Calculates:
AIP: Atherogenic Index of Plasma = log10(TG / HDL_c)
CRI_I: Castelli Risk Index I = TC / HDL_c
CRI_II: Castelli Risk Index II = LDL_c / HDL_c
Arguments
- data
data.frame/tibble with lipid columns.
- col_map
named list mapping keys to columns, e.g. list(TG="TG", HDL_c="HDL_c", TC="TC", LDL_c="LDL_c").
- na_action
one of c("keep","omit","error").
- normalize
one of c("none","log10"). Reserved; AIP always uses log10(TG/HDL_c).
- verbose
Logical; if
TRUE(default), prints column mapping, the list of indices being computed, and a per-column results summary.
Value
tibble with columns AIP, CRI_I, CRI_II. If an ID column is detected
in data (e.g. id, IID, participant_id), it is prepended.
Details
Units (package convention): TG, HDL_c, TC, LDL_c in mmol/L.
AIP (Dobiasova 2004) is defined with TG and HDL_c in mmol/L and is NOT scale-invariant: TG and HDL-c convert to mg/dL with different factors (88.57 vs 38.67), so mg/dL inputs shift AIP by +log10(88.57/38.67) approx +0.36 and invalidate the published risk strata. Provide mmol/L.

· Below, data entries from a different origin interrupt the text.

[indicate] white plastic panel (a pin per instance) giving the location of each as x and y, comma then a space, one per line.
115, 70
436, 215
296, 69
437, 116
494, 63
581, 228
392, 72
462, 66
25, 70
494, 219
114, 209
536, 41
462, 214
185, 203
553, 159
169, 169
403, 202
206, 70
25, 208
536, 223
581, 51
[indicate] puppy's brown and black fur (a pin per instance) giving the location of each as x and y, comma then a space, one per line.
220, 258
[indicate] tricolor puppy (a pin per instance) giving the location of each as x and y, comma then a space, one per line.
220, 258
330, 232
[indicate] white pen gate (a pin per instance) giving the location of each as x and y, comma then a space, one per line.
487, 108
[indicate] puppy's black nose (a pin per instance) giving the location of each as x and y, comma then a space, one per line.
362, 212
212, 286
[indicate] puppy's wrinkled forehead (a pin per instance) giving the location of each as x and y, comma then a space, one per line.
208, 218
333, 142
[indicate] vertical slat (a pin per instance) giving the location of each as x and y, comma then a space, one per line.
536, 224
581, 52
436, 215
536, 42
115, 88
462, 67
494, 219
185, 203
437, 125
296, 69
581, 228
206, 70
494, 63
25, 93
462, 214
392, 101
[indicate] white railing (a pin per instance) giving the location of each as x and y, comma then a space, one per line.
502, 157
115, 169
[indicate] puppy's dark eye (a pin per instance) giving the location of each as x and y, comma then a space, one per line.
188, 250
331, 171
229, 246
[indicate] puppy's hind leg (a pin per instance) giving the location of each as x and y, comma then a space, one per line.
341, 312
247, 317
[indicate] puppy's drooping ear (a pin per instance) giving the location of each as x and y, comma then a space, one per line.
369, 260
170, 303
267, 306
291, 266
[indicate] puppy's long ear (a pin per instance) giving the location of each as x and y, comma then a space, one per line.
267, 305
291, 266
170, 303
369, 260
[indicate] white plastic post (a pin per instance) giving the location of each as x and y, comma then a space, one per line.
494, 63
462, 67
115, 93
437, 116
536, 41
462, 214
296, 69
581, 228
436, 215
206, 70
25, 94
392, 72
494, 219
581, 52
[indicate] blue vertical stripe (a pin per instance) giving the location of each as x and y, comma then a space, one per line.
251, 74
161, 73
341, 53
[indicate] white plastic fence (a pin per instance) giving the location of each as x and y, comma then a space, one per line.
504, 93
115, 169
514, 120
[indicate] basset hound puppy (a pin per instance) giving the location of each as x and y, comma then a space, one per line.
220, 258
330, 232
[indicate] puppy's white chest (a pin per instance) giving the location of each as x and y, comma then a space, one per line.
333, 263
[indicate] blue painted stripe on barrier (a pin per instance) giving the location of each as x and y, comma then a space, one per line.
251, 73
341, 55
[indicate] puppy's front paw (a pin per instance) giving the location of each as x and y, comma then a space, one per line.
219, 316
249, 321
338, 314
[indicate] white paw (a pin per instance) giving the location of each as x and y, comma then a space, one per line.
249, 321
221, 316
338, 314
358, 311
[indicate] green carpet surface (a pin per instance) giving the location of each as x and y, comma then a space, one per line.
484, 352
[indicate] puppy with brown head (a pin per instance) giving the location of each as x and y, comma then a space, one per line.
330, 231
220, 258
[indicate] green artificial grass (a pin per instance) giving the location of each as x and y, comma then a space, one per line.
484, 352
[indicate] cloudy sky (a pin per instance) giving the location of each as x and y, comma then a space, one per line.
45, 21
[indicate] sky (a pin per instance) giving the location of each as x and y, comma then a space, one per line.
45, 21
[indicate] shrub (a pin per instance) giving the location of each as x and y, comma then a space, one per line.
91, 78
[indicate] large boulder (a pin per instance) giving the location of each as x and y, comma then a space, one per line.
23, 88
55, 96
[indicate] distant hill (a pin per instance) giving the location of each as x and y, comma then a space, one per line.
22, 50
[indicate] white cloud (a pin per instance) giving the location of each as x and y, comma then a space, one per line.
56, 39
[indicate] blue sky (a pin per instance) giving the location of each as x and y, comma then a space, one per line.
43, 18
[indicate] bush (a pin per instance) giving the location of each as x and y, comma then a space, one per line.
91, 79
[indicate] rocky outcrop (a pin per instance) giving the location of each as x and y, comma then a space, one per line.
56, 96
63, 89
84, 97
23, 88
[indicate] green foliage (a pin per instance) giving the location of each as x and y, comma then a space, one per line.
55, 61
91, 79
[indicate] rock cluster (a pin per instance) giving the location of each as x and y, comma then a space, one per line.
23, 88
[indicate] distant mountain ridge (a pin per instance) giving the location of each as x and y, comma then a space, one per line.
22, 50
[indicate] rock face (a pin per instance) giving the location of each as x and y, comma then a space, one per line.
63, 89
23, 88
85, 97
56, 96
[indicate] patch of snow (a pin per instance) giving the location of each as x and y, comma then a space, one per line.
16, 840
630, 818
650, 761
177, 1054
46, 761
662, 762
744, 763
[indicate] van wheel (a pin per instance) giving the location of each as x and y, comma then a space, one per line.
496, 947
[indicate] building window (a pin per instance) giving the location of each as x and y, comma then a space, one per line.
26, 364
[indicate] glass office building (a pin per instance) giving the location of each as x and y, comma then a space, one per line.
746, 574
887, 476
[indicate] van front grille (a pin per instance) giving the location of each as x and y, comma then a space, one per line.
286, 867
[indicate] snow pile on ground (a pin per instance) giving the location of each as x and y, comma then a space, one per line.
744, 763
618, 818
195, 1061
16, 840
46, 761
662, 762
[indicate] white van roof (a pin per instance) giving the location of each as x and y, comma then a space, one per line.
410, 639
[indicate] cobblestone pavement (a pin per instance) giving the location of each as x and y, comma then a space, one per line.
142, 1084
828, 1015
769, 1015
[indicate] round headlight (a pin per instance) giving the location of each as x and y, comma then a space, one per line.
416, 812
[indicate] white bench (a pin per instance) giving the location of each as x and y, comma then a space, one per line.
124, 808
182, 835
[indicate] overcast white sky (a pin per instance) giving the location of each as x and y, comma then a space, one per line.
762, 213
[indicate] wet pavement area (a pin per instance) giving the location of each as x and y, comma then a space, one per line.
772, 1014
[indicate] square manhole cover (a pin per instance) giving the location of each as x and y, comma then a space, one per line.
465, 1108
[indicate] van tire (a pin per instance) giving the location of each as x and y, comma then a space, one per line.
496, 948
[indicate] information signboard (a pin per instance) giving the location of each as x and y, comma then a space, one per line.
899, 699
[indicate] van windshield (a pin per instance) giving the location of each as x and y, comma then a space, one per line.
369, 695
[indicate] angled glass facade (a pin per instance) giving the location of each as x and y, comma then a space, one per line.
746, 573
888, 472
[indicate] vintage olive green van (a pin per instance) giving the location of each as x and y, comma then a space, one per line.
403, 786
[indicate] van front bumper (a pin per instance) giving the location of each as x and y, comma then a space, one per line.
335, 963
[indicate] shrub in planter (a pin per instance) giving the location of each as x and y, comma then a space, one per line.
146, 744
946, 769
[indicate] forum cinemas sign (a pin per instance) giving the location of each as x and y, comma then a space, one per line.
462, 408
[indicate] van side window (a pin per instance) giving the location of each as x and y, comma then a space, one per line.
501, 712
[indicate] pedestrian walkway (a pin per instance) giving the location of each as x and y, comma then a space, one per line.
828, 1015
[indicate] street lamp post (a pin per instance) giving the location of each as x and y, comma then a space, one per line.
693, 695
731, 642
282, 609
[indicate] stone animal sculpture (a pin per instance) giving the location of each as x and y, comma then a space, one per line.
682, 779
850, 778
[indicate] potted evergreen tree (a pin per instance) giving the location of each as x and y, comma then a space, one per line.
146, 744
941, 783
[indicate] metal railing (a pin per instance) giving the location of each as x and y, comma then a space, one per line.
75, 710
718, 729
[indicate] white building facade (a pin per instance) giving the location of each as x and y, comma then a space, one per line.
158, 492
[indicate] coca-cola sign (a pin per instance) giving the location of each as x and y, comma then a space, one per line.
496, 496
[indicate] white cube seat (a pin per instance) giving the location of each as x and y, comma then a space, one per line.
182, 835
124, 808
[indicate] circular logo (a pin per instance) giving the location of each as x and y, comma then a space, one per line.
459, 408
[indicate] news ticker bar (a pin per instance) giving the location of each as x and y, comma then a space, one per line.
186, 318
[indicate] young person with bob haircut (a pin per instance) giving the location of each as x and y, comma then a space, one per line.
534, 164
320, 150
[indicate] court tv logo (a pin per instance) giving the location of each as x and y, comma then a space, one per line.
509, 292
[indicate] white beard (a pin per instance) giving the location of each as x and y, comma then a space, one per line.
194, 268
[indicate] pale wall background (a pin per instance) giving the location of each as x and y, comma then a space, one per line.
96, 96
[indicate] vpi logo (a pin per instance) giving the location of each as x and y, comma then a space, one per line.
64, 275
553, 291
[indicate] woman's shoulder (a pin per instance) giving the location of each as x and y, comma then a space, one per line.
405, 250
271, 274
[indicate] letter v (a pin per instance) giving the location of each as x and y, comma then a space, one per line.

CRI_I (TC/HDL_c) and CRI_II (LDL_c/HDL_c) are ratios of cholesterol fractions and ARE scale-invariant (identical in mg/dL or mmol/L).
Behavior:
Required keys: TG, HDL_c. Optional: TC, LDL_c.
NA policy via
na_action: "keep" (default), "omit" (drop rows with any NA in used lipids), "error".Emits progress via
hm_inform()whenverbose = TRUEor when package option enables logs.
References
Dobiášová M (2004). “Atherogenic Index of Plasma (AIP) log(Triglycerides/HDL-Cholesterol): Theoretical and Practical Implications.” Clinical Chemistry, 50(7), 1113–1115. doi:10.1373/clinchem.2004.033175 . Castelli WP, Doyle JT, Gordon T, et al. (1977). “High-Density Lipoprotein Cholesterol and Other Lipids in Coronary Heart Disease: The Framingham Study.” American Journal of Medicine, 62(5), 707–714. doi:10.1016/0002-9343(77)90874-9 .
Examples
# Units: mmol/L (TG, HDL_c, TC, LDL_c)
df <- tibble::tibble(
TG = c(1.7, 2.3),
HDL_c = c(1.3, 1.0),
TC = c(5.2, 5.7),
LDL_c = c(3.1, 3.9)
)
cm <- list(TG = "TG", HDL_c = "HDL_c", TC = "TC", LDL_c = "LDL_c")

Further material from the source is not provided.